Antipsychotics alter the pathophysiology and the natural history of schizophrenia. At the same time, they are the most rapid, effective, and economical treatment for active psychosis. How do we resolve this tension? Two approaches are offered, one focusing on pre-onset detection of high-risk cases and the other on creating safe conditions for the drug-free study of active and remitted states in established psychosis.

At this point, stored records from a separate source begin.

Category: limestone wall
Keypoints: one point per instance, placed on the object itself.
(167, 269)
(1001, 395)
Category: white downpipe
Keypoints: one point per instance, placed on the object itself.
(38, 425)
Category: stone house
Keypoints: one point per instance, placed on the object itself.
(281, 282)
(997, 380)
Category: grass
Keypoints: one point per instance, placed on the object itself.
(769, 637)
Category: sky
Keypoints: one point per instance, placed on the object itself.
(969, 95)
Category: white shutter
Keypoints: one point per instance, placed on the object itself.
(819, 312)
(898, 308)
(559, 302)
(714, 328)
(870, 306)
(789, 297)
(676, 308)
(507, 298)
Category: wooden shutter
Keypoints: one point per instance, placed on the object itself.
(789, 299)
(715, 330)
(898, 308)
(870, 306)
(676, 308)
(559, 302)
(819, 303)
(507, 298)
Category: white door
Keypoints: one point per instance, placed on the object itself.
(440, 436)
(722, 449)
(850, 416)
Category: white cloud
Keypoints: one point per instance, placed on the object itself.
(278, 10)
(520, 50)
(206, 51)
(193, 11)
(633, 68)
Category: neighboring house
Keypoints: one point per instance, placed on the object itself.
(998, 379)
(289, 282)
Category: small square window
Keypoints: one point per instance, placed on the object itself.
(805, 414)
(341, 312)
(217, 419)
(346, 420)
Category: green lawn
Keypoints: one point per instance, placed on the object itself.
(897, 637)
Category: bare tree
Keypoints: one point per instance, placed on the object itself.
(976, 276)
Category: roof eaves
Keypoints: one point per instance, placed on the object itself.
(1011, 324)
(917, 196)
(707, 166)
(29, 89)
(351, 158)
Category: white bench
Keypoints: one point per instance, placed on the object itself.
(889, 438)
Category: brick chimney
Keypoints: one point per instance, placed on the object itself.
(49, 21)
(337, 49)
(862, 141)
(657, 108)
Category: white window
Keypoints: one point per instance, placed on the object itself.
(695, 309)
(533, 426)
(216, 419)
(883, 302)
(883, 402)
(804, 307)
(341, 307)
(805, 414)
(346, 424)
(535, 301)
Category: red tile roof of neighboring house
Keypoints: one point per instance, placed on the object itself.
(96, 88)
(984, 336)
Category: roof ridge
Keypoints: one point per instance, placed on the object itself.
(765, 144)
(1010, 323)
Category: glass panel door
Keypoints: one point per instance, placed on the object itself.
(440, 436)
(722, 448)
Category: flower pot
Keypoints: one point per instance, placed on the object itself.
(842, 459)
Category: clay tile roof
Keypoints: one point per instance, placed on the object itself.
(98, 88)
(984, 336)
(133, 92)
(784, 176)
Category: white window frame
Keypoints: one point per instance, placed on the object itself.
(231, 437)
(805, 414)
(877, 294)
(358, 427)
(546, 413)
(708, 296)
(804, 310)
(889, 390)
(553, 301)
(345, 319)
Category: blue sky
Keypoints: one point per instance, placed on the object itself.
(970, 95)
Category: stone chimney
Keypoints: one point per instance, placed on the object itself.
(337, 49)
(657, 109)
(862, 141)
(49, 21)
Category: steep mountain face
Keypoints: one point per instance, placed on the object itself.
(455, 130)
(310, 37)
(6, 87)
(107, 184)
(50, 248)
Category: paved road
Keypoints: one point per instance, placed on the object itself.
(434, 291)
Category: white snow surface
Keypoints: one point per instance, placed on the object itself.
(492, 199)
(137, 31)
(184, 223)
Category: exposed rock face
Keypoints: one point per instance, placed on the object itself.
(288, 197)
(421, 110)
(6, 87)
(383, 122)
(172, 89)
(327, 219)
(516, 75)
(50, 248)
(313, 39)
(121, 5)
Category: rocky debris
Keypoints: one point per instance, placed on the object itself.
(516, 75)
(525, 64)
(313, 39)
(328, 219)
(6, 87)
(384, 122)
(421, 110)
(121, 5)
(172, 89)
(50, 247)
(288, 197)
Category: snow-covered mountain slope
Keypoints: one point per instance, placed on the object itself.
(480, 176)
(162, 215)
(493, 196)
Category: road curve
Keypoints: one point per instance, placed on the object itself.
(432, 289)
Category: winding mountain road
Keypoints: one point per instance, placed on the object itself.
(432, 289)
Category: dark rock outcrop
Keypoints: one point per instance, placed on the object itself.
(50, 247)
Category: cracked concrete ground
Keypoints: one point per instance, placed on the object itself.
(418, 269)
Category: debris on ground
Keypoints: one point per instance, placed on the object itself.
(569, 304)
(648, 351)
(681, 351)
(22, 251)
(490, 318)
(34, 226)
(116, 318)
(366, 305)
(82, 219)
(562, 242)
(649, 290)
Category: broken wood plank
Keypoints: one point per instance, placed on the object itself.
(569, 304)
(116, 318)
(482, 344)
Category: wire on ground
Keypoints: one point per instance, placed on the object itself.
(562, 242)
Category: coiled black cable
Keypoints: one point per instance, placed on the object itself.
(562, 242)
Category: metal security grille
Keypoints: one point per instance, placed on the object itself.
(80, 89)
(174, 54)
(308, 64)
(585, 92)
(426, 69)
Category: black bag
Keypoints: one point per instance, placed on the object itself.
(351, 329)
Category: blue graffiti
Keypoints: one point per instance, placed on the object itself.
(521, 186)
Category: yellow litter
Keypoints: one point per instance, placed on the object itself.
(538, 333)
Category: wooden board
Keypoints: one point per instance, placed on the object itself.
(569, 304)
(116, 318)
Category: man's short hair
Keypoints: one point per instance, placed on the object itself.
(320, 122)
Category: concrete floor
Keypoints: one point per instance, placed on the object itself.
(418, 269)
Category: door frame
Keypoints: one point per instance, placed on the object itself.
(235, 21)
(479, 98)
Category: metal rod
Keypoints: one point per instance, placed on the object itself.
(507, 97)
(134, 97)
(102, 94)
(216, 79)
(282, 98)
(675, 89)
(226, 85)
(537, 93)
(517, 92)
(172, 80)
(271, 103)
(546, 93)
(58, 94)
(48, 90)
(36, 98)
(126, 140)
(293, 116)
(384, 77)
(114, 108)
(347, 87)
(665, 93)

Early detection and intervention in the prodromal phase of first psychosis offers the potential for therapeutic advance in the form of preventing onset and/or progression of disorder.20–22 The major scientific promise of early detection, however, is the opportunity to study the pathophysiology of psychosis medication-free. True-positive high-risk cases can now be reliably identified and monitored prospectively to the onset of psychosis.23 This offers 2 advances in scientific design. First, it makes possible the prospective tracking of changes leading to psychosis, as opposed to retrospective reconstructions of those changes, which ultimately remain speculative and nonfalsifiable. Second, this tracking can be done free of medication because clinically there is not yet any dangerous loss of reality testing and/or behavioral control and because medicolegally there is not yet any DSM diagnosis of psychosis.

This approach demands active, frequent, and careful monitoring of “prodromal” cases. If the considerable psychosocial resources required for such monitoring cannot be offered by the clinical research team, then the research should not proceed.

Medication-free research could also be engineered for established schizophrenia, for patients either actively psychotic or in remission, if an equivalent level of safety could be established, as in the case of prodromal schizophrenia. For established psychosis, this requires the availability of even more psychosocial resources than the “prodromal” situation. Medication-free active psychosis, for example, can only be studied in the context of 24-hour hospitalization with constant observation. Medication-free remitted psychosis can only be studied in the context of the patient consenting to a contract to undergo regular monitoring and to comply with a recommendation for the institution or reinstitution of medication by the monitoring team.

Both of these scenarios for the established patient can be created but are problematic scientifically and economically. Scientifically, the samples of patients consenting to such research conditions are likely to be less severely ill and therefore not representative of the larger population of persons with psychosis. Economically, such resources required for safety simply do not exist, at least in the American managed health care system. Such resources would have to be part of the direct costs of research grants. Up to now, National Institutes of Health policy has proscribed any culture of providing clinical treatment infrastructure that supports research addressing questions other than the efficacy of the clinical treatment infrastructure under investigation. Unless and until that policy can be successfully challenged and altered, medication-free research in psychosis will be possible only in the “prodromal” situation. Given this, the time may be near to generate such policy challenges.